0

I want to grep for the block of logs around a particular error message. Say I know my log looks like this:

[----] I, [2014-04-10T19:12:36.294512 #1910:e93004]  INFO -- : Started GET "/ems_infra/new"  for 4.2.2.2 at 2014-04-10 15:12:36 -0400 
[----] I, [2014-04-10T19:12:36.345863 #1910:e93004]  INFO -- : other random logs 
[----] F, [2014-04-10T19:12:36.346380 #1910:e93004] FATAL -- : Error caught: [NoMethodError] undefined method `invert' for nil:NilClass
[----] I, [2014-04-10T19:12:36.345863 #1910:e93004]  INFO -- : other random logs
[----] I, [2014-04-10T19:12:36.345863 #1910:e93004]  INFO -- : other random logs
[----] I, [2014-04-10T19:12:36.369320 #1910:e93004]  INFO -- : Completed 200 OK in 69ms (Views: 22.5ms | ActiveRecord: 0.0ms)

I'm interested in this whole block.

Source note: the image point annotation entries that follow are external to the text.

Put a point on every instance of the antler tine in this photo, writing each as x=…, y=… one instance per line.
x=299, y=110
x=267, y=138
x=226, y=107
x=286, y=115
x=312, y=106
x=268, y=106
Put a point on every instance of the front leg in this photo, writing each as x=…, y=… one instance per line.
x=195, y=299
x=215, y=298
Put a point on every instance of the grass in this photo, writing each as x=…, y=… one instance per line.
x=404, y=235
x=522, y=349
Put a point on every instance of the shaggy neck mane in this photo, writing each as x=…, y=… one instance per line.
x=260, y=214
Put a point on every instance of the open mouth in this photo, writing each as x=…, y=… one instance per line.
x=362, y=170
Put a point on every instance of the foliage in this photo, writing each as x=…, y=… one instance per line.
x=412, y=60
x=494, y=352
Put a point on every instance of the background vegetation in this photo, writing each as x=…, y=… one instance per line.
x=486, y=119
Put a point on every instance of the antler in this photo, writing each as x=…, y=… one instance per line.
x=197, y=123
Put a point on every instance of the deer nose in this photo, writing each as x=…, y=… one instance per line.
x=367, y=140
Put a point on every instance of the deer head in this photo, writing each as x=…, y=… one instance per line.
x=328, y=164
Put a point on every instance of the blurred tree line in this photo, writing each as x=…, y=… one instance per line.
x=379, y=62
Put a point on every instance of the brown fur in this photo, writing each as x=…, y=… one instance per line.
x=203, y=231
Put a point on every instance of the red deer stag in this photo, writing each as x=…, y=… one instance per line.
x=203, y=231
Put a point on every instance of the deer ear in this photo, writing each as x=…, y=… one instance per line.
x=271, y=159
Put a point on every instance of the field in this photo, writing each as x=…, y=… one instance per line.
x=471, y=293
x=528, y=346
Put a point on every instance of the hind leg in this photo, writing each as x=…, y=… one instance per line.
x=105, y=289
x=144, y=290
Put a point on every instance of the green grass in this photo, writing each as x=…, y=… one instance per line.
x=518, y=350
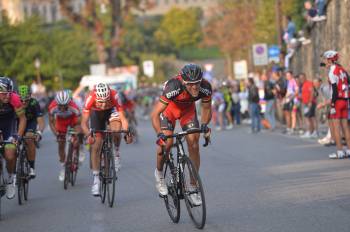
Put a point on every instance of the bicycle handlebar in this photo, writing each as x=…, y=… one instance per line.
x=187, y=132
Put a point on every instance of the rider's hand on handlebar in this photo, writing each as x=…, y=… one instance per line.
x=128, y=137
x=90, y=139
x=206, y=130
x=161, y=139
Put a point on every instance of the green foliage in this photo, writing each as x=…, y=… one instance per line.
x=62, y=51
x=179, y=28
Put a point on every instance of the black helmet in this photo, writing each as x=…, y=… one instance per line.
x=191, y=73
x=6, y=84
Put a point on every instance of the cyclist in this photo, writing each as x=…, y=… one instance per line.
x=338, y=114
x=35, y=124
x=178, y=103
x=10, y=107
x=63, y=113
x=101, y=106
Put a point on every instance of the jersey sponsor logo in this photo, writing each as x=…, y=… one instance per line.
x=207, y=92
x=173, y=93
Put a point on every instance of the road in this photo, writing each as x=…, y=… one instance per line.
x=263, y=182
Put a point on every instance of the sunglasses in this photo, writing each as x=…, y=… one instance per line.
x=5, y=93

Is there any way to center my grep around the FATAL error, and grab up to Started GET and down to Completed 200 OK?

I know that grep -B 123 -A 456 "FATAL" file.txt will do the trick, but that requires me to know ahead of time how far away FATAL is from the the first line (123) and the last line (456) [1].

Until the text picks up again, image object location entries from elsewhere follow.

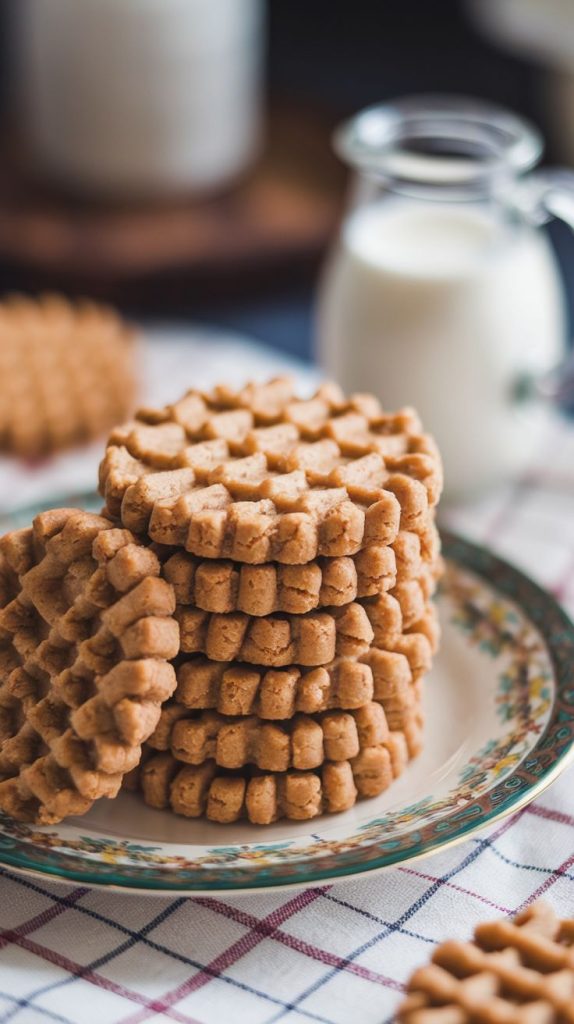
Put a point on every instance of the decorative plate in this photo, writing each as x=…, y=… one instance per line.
x=499, y=707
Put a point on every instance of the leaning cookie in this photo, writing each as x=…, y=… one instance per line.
x=86, y=633
x=517, y=972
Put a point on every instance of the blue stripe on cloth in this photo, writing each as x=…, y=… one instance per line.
x=481, y=846
x=39, y=1010
x=159, y=947
x=132, y=941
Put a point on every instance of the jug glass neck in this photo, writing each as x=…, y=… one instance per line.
x=439, y=147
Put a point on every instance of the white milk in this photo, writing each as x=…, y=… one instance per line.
x=444, y=307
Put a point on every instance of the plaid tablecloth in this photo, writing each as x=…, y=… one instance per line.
x=334, y=954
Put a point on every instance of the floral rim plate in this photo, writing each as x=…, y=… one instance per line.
x=499, y=707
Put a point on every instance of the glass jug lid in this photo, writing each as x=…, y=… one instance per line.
x=423, y=144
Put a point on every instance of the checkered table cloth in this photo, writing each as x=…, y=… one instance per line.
x=334, y=954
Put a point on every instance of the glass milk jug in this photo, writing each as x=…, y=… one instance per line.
x=443, y=292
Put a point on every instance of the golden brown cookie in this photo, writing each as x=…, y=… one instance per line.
x=258, y=475
x=263, y=798
x=86, y=634
x=67, y=373
x=223, y=586
x=313, y=639
x=304, y=741
x=273, y=693
x=517, y=972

[1] http://unixhelp.ed.ac.uk/CGI/man-cgi?grep

Improve this question

3 Answers 3

Reset to default
0

I'm afraid that grep has no such facility. perl and/or python might. Off the top of my head (w/o spending much thought on it) I came up with the following awk-combo.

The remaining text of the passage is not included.